My sister called me Erev Pesach, nine months before I conceived my beautiful, youngest daughter (see the story Mikvah On Time).

Anxiously, she told me she had a big problem. “I have to go to mikvah the first seder! How am I supposed to do that?  We have to go to Ima’s house, a house filled with guests! They will all see me with no makeup! An hour’s walk! How can I do it? Can I not wait and go Chol Hamoed?” she asked me, silently pleading for my approval and agreement. However, true to my own strong conviction that mikvah immersion should not be delayed, I told her she must do it, she must immerse on time. She demurred saying she cannot, but I was insistent and at last she agreed.

It was still quite cold on the first night of Pesach, but she bravely walked an hour to the mikvah. When she arrived, imagine her dismay when the attendant told her that the boiler had just broken and there was no hot water at all! The mikvah itself was icy cold!

Very discouraged she sat down to rest a minute, catch her breath and try to warm up a bit from the cold walk. As she was resting, another woman walked in, hair not covered, wearing slacks, ready to use the mikvah. She, too, was told that there was absolutely no hot water.

“No matter,” said the lady. “It is my time to immerse and I will go, hot water or no hot water!” Turning to my sister, she said: “And you are coming too!”

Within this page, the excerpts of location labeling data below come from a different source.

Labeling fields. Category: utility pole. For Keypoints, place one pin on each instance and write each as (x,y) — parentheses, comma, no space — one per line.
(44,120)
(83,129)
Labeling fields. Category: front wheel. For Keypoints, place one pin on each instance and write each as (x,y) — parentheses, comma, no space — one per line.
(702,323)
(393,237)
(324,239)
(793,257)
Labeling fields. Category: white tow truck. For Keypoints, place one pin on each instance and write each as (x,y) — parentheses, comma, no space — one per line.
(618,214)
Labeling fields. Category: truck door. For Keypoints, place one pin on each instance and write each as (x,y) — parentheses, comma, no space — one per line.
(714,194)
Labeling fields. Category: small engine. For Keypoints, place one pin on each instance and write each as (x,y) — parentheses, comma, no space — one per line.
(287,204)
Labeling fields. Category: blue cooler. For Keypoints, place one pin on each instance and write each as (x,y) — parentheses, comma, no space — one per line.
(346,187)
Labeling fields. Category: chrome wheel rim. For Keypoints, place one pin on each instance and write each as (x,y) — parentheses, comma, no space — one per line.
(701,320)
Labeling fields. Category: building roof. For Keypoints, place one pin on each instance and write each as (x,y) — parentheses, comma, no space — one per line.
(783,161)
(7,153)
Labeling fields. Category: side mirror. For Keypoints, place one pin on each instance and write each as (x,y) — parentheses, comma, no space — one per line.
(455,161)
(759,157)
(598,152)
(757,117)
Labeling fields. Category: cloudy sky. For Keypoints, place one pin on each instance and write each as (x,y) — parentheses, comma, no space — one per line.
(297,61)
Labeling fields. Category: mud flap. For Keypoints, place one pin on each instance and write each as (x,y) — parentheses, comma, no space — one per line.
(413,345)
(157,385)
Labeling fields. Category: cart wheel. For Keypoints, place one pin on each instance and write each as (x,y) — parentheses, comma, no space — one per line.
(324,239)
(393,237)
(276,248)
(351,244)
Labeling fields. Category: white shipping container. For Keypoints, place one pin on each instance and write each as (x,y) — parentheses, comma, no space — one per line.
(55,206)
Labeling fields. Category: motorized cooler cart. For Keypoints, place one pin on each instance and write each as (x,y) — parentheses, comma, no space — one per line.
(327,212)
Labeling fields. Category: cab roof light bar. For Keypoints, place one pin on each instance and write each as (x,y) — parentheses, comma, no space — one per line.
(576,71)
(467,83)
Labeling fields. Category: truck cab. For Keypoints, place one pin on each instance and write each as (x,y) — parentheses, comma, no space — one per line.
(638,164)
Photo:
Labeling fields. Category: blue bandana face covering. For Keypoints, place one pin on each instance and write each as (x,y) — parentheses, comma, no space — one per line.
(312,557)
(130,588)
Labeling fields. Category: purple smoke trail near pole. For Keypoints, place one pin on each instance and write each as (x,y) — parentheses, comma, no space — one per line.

Her enthusiasm was contagious. My sister immersed and emerged blue, from the freezing water. She made her way back home in the cold night, coming to the Seder, with no makeup and a table filled with guests.

She conceived that night.

Nine months later, as she lay in the hospital, nursing her new baby girl, she caught a glimpse of movement from the corner of her eye. Looking up, she realized that it was the very same lady who had gone to the mikvah that night with her, is walking past her room, pushing a bassinette! My sister called out to her, “Do you remember me?” “Of course, I remember you!” she replied. “Mazel Tov!” my sister said, “I had a baby girl, what did you have?”

Turning to my sister, she smiled and said, “Twin girls!” My sister realized, this special woman had been blessed with double blessings! One bracha for her own mitzvah and one bracha for the part she played in my sister's mitzvah!

When you do your mitzvos b'simcha, wholeheartedly, you may not always immediately see the blessings that result. However, the blessing is there nonetheless, and will be revealed when the time is right.